Obama must also shore up Social Security, which accounted for 20 percent of federal spending last year. That will probably involve hiking the eligibility age and taxing the benefits of the well-to-do. Otherwise, the program’s retirement and disability trust funds will likely run out in 2033. (Then Social Security will still have incoming revenue, but only enough to cover 75 percent of scheduled benefits.)
Fixing Medicare and Medicaid, however, is more pressing. Medicare spending is rapidly increasing, not only due to of an influx of retiring baby boomers but also because health-care costs are rising faster than the nation’s gross domestic product. Obama boasted during the campaign that his Affordable Care Act trimmed $716 billion in Medicare spending, mostly by lowering hospital reimbursements and payments to private insurers in the Medicare Advantage program. That extended the solvency of Medicare’s hospital trust fund—but only by eight years, to 2024. The Centers for Medicare and Medicaid Services predicts the cost of the two plans will rise to $1.8 trillion in 2020, in part because the health-reform law is extending Medicaid to 30 million more people. Obamacare “was more about expanding coverage than containing spending,” says John Gorman, a health-care industry consultant.
To curb Medicare spending, the ACA authorizes a 15-member panel, the Independent Payment Advisory Board, to propose cuts in 2015 if spending rises faster than inflation for health-care costs. Though conservatives have decried the power given to this so-called death panel, the board can’t modify eligibility rules or reduce benefits. Nor can it propose payment reductions for hospitals until 2020. And Congress can override the board’s decisions, so long as it recommends similar savings. “It all hinges on Congress letting [the board] work,” says David Koitz, a former Congressional Budget Office analyst and author of Entitlement Spending: Our Coming Fiscal Tsunami. “The problem is that Congress repeatedly bends to special interests.”
What should the president do? The Simpson-Bowles commission suggested letting the board start proposing cuts to hospitals well before 2020. Obama could also return to a proposal that came up in the failed debt-ceiling talks with House Speaker John Boehner, according to the Washington Post: increasing Medicare’s eligibility age to 67. The CBO estimates this would reduce Medicare spending by 5 percent before 2035. And the president could look into raising Medicare premiums for doctor visits, which the CBO says would save roughly $241 billion by 2021.

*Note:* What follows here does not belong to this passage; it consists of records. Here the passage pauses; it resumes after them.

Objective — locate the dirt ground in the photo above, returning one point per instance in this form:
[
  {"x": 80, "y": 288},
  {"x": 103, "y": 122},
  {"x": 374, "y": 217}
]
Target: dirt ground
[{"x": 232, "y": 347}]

A more radical and realistic idea: Obama can try to craft a variation of Paul Ryan’s plan to give seniors vouchers for purchasing private insurance. That would enable Medicare to cap payments, which it can’t do under the current fee-for-service program. Gorman, the consultant, says any hope of a bipartisan fix has to include discussions of this option. Such a plan could be palatable to Obama if vouchers are tied to health-care costs, rather than GDP as Ryan has proposed. “It is a conversation that Obama wants to have and a number of senators in the middle would like to have,” Gorman says. Koitz sees another plus: “So far everything that Obama has done cost-cutting-wise has largely targeted the provider. If we don’t get the consumer involved, we won’t get the results we are looking for.”
None of Obama’s options would be popular. But they might appeal to a president who ran for office, at least the first time, on the promise of compromise.